Young Blood
 He cried aloud and railed in his agony. He shouted through the house, and his voice came back to him from the attics. Suddenly, in a grate, he espied a printed booklet. It was an auctioneer's list. The sale had taken place that very month. 

 The calmness of supreme misery now stole over Harry Ringrose, and he saw that his fingers were bleeding over the auctioneer's list. He took out his handkerchief and wiped them carefully—he had no tears to staunch—and bound up the worst finger with studious deliberation. Apathy succeeded frenzy, and, utterly dazed, he sat down on the stairs, for there was nowhere else to sit, and for some minutes the only sound in the empty house was the turning of the leaves of the auctioneer's list. 

 Suddenly he leapt to his feet: another sound had broken the silence, and it was one that he seemed to have heard only yesterday: a sound so familiar in his home, so home-like in itself, that it seemed even now to give the lie to his wild and staring eyes. 

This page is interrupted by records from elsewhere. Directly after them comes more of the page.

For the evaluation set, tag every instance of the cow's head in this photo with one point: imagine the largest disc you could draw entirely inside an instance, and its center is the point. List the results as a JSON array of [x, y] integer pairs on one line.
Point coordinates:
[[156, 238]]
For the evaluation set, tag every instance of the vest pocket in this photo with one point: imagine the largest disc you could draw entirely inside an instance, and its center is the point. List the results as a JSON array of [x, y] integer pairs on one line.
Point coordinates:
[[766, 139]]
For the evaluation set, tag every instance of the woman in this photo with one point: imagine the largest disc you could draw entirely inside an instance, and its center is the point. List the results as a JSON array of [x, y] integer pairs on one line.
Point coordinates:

 It was the sound of wheels in the gravel drive. 

 

 CHAPTER II. THE BREAKING OF THE NEWS. 

THE BREAKING OF THE NEWS.

 Harry was in three minds in as many seconds: he would hide, he would rush out and learn the truth, he would first see who it was that had followed him at such an hour. The last impulse prevailed, and the study was the room from which to peep. Harry crept in on tiptoe, past the bookshelves eloquently bare, to the bow-window with the drawn Venetian blinds. Slightly raising one of the laths, he could see everything as the cab drew up at the steps. 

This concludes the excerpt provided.